An Experience of Juvenile Diabetic
Master X gets up early in the morning A story that is repeated every morning in millions of households around the world. Master X is no different from any other 12-year old and gets no special treatment on account of his diabetes.
Yes, the routine has to be somewhat different from non-diabetic children, but the special routine quickly becomes a way of life and neither the child nor the family consider any part of it extraordinary.
Master X was diagnosed to have juvenile diabetes about 6 months ago. Master X and his entire family went through an agonising period of adjustments, introspection and lifestyle changes. But soon enough everybody, including friends, classmates and teachers, accepted the problem most naturally and beautifully.
Master X starts his day by checking his urine sugar every morning. “If urine sugar is positive, I check my blood sugar,” he says. If the urine sugar is positive, he drinks two glasses of water, waits for a few minutes and repeats the urine sugar. If it is still positive, he does a blood test himself. In any case, fasting blood sugar is checked at least once a week.
The next step is injecting insulin. This must be done without failure and since the diagnosis was done 6 months ago, Master X has never once refused to take the injection or created a fuss about it. In fact, he injects himself without having to be told and now without supervision. He uses the injecting device Novopen twice a day. Using disposable insulin syringes is just as effective and more economical, though not as convenient.

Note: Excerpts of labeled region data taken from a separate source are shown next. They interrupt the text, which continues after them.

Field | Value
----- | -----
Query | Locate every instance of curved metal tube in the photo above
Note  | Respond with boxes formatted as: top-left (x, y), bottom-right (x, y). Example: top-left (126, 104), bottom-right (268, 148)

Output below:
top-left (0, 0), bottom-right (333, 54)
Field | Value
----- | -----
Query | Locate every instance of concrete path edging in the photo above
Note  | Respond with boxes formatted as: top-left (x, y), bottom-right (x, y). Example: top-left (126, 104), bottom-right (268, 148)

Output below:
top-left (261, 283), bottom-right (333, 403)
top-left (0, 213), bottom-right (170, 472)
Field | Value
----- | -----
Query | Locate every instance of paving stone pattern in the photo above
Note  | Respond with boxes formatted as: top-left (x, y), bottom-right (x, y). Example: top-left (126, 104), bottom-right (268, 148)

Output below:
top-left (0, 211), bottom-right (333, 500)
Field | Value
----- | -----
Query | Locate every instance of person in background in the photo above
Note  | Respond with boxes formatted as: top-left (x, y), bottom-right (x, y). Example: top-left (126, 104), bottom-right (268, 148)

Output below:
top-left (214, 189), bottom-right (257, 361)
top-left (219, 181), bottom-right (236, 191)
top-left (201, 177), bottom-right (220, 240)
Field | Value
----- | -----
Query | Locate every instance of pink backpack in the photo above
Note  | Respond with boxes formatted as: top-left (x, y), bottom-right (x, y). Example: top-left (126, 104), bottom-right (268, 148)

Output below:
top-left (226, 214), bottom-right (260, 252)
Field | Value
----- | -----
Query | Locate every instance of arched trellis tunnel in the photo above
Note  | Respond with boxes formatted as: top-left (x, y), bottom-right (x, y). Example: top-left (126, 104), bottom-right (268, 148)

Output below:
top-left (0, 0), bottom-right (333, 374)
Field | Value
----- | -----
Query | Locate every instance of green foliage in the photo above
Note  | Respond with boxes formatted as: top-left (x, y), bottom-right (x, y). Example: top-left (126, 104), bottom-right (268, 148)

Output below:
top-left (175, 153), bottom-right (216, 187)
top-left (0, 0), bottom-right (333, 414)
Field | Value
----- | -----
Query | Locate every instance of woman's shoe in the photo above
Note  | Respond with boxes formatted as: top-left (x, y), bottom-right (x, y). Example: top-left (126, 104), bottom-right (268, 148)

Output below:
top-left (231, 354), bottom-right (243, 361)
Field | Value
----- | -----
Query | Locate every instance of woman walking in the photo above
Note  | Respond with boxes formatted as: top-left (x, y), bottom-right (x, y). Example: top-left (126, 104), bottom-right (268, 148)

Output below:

Going to school, studying, running in the field during break time – the rest of his day is just the same as for all other classmates of his. Of course, he cannot ignore the fact that he could get a hypoglycemic event. So, it is second nature for him to eat a little snack before doing vigorous exercise. He plays cricket, basketball and is an avid tennis player. He regularly participates in tournaments and doesn’t have to miss any activity on account of his diabetes. He plays several musical instruments, is a computer- whiz and tops in his studies. Infact he has been a regular prize winner every year since Class I.
As soon as he gets back from school, he checks his urine sugar again and a third time before the dinner-time again injection of insulin.
With these adjustments and a basic awareness of his condition and dietary requirements, Master X leads a complete life free from worry, tension or disability. Every child has the right to live life to its fullest and every child can do it.